A comprehensive blueprint on how to be better prepared for the future as COVID-19 becomes endemic and the world faces future pandemics.
As Americans head toward the “next normal” after COVID-19, the lessons learned must be built upon and expanded to be better prepared for the future. To meet this need, a recently published comprehensive report, entitled Getting to and Sustaining the Next Normal: A Roadmap for Living with COVID, was authored by a team of 53 leading experts in public health, epidemiology, pharmacology, virology, immunology, health policy, communications, and other relevant fields. Former officials from both Republican and Democratic administrations were included in the team.
Key provisions of the new recommendations include shifting focus from COVID-19 to all respiratory viral illnesses; expecting fewer COVID-19 deaths than the previous 2 years; having the federal government create a public dashboard that shows all key metrics for local communities to guide lifting or imposing restrictions; and ending school-based quarantines including establishing a policy that schools should be last to close and first to open. (FIGURE)
“Americans are beyond tired of waking up to uncertainty about what the future holds thanks to a COVID-19 pandemic that feels never-ending. As the threat of Omicron fades and Americans are looking for direction, it’s time the country maps out a way forward so that people can start to live their lives in a next normal,” Ezekiel Emanuel, MD, PhD, vice provost for global initiatives at the University of Pennsylvania, who coordinated and authored the report, said in a statement.
The authors acknowledge in the roadmap that eliminating COVID-19 is not a realistic goal.

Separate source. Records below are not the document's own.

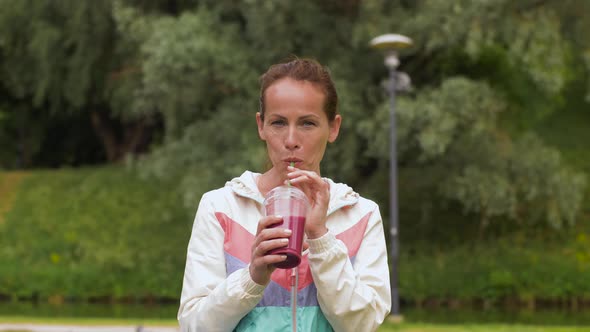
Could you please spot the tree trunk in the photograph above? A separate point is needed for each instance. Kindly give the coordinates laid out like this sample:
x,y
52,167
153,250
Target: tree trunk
x,y
106,133
120,139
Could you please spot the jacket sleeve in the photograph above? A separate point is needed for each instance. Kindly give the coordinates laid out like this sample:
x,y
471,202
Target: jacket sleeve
x,y
353,297
210,301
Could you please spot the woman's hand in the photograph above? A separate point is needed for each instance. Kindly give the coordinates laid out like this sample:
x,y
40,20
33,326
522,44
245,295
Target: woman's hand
x,y
261,264
318,192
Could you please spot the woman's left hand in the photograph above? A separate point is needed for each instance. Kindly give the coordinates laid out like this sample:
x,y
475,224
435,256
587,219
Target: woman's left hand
x,y
318,192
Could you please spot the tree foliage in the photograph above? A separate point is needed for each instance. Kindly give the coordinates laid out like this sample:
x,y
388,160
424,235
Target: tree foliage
x,y
483,71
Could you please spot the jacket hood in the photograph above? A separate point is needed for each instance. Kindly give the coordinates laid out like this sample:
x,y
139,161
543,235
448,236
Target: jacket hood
x,y
341,195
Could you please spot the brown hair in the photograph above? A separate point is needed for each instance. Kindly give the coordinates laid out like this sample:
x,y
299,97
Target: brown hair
x,y
308,70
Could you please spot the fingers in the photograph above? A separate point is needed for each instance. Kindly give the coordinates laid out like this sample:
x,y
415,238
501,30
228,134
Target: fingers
x,y
267,222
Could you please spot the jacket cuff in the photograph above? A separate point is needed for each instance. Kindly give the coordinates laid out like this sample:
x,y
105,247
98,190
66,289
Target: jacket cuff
x,y
250,286
322,243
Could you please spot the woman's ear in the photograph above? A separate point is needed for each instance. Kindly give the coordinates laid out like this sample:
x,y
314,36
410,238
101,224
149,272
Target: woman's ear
x,y
335,128
260,124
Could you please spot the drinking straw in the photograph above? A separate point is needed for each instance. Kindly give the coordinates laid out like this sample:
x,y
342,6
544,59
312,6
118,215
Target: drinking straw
x,y
294,285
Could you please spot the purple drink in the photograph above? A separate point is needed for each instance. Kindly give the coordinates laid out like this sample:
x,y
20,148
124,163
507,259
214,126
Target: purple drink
x,y
292,204
293,250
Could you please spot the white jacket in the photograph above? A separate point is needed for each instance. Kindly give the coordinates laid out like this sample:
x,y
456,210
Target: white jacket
x,y
343,280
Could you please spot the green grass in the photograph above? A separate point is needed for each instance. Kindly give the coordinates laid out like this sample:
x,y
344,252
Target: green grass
x,y
93,232
415,327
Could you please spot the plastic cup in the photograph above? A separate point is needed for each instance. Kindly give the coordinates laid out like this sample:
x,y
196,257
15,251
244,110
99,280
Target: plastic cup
x,y
292,204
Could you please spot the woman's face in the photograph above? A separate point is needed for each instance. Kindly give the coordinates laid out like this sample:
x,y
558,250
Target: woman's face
x,y
295,127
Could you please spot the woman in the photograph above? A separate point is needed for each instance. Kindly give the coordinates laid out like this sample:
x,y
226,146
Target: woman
x,y
230,283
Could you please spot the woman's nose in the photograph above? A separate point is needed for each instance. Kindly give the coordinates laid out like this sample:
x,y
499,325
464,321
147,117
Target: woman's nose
x,y
292,139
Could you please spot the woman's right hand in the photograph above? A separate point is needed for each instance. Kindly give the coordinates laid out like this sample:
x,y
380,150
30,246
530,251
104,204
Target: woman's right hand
x,y
267,238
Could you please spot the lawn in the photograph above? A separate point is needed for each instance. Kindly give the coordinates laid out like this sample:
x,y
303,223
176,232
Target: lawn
x,y
415,327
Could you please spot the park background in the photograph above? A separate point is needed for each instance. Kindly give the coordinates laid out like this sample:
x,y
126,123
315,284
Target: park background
x,y
117,115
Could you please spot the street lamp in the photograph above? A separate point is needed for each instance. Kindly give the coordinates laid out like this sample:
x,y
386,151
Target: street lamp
x,y
390,43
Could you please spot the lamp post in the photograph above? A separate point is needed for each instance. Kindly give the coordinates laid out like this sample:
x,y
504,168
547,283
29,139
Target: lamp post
x,y
390,43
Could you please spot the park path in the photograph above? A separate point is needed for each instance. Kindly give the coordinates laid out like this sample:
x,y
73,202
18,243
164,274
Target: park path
x,y
79,328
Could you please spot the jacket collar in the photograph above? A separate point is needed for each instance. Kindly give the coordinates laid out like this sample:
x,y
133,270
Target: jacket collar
x,y
341,195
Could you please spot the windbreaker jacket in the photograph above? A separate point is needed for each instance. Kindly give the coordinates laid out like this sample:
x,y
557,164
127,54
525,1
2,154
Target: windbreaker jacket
x,y
343,276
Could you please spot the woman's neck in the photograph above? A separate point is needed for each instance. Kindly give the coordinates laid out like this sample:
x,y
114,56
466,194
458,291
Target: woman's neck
x,y
269,180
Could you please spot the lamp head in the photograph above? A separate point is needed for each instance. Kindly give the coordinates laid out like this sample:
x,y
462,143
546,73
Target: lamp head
x,y
390,41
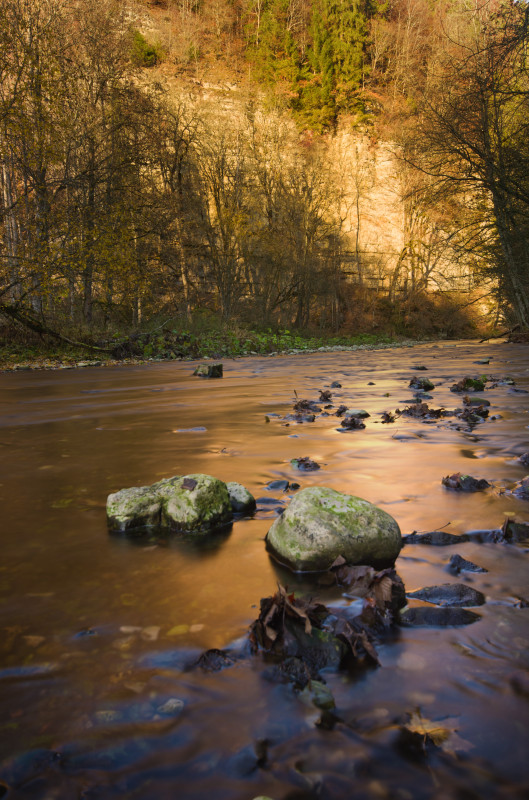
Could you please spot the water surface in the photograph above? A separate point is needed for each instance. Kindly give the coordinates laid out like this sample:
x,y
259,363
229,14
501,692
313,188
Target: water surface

But creating a new normal and planning for endemic COVID-19, other variants, and other novel virus pandemics as they arise are vital to eliminate the need for emergency measures and the massive societal disruptions endured these past 2 years.
“We can’t return to the world as it was before the pandemic, but there are concrete, measurable ways we can forge ahead and begin to understand this disease as just another seasonal virus,” Emanuel said. “The recommendations in this report can help us achieve that future and if they are implemented, Americans can begin to go about their daily lives without COVID-19 weighing heavily on their every thought and decision.”
"As an evolving humanity, endless known and unknown intrinsic and extrinsic factors are always attempting to breach and threaten to disturb the fragile balance of our health and the management of our healthcare," says Audrey Friedman, RN, BSN, CLNC, in response to the report. "COVID-19 has reminded us of that fragility and that the learning curves to identify, treat, control, mitigate, prevent, and identify potential future opportunities as well as threats to our health, must all happen at the same time, in the midst of suffering and expectations from our communities that we, as the experts, have the capability, the willingness, and the compassion to save them."